Replacement cost is the amount it would cost to replace an asset at the present time, according to its current worth. If, for example, your 5-year-old laptop is stolen, replacement cost will reimburse you for buying a new laptop. Meanwhile, actual cost value is the amount equal to the amount necessary to replace the property, minus the depreciation of damaged or stolen property, at the time of the loss. For example, an insured couch you own might cost $1,000 brand-new today, but if it’s been owned for five years, it has depreciated by $400 and the actual cash value is $600.
How does replacement cost work?
If your policy indicates that you’ve purchased the replacement cost option, you may be eligible for reimbursement once you have replaced the item. Your insurance claims representative can confirm whether you have this additional option, and can provide a more detailed explanation of the coverage and process.
Insurance companies may recommend you keep a home inventory checklist to make filing claims easier following a loss event.
What if I need to rebuild or repair my damaged home after a covered event?

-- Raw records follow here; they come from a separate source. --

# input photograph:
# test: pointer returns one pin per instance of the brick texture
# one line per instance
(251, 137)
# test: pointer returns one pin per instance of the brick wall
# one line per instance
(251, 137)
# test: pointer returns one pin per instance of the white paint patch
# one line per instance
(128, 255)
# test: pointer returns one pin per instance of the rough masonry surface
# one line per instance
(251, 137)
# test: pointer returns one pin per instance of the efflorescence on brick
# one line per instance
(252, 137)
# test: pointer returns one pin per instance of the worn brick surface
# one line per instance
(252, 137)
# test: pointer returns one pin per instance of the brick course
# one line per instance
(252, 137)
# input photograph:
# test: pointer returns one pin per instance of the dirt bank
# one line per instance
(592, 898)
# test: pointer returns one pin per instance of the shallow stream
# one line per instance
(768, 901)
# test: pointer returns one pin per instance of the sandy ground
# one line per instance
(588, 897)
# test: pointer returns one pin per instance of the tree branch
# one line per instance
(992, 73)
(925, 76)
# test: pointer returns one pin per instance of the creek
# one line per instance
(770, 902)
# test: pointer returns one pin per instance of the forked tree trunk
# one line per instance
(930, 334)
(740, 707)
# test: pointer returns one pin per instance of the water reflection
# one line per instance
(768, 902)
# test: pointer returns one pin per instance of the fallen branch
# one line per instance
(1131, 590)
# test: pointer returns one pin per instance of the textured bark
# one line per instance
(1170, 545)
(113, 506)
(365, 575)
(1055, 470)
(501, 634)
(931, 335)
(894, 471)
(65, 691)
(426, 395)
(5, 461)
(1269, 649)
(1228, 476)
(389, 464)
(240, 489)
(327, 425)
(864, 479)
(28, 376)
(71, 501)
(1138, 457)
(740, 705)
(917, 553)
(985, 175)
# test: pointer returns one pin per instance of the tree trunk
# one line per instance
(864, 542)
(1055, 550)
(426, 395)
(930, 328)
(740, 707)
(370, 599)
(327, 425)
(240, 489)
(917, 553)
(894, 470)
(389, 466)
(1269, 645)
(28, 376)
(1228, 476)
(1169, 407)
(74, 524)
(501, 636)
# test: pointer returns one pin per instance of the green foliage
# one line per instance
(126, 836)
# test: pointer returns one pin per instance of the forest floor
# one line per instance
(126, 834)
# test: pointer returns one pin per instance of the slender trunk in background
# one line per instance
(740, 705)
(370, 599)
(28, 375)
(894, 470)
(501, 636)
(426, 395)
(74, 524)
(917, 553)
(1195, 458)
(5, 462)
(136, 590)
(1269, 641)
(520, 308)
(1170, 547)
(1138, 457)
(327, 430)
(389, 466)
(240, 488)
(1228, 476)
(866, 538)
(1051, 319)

Your home is protected by dwelling coverage, also called Coverage A. The Coverage A limit is based on a rough estimate of the cost to rebuild your home. Extended replacement may offer an additional 50 percent above the Coverage A limit of your homeowners insurance policy, and this coverage may help when the estimate to rebuild falls short. (The Coverage A limit is based on normal rebuilding conditions; construction prices typically surge following large catastrophes.) Your insurance claims representative can confirm whether you have this coverage, and can provide a more detailed explanation of the coverage and process.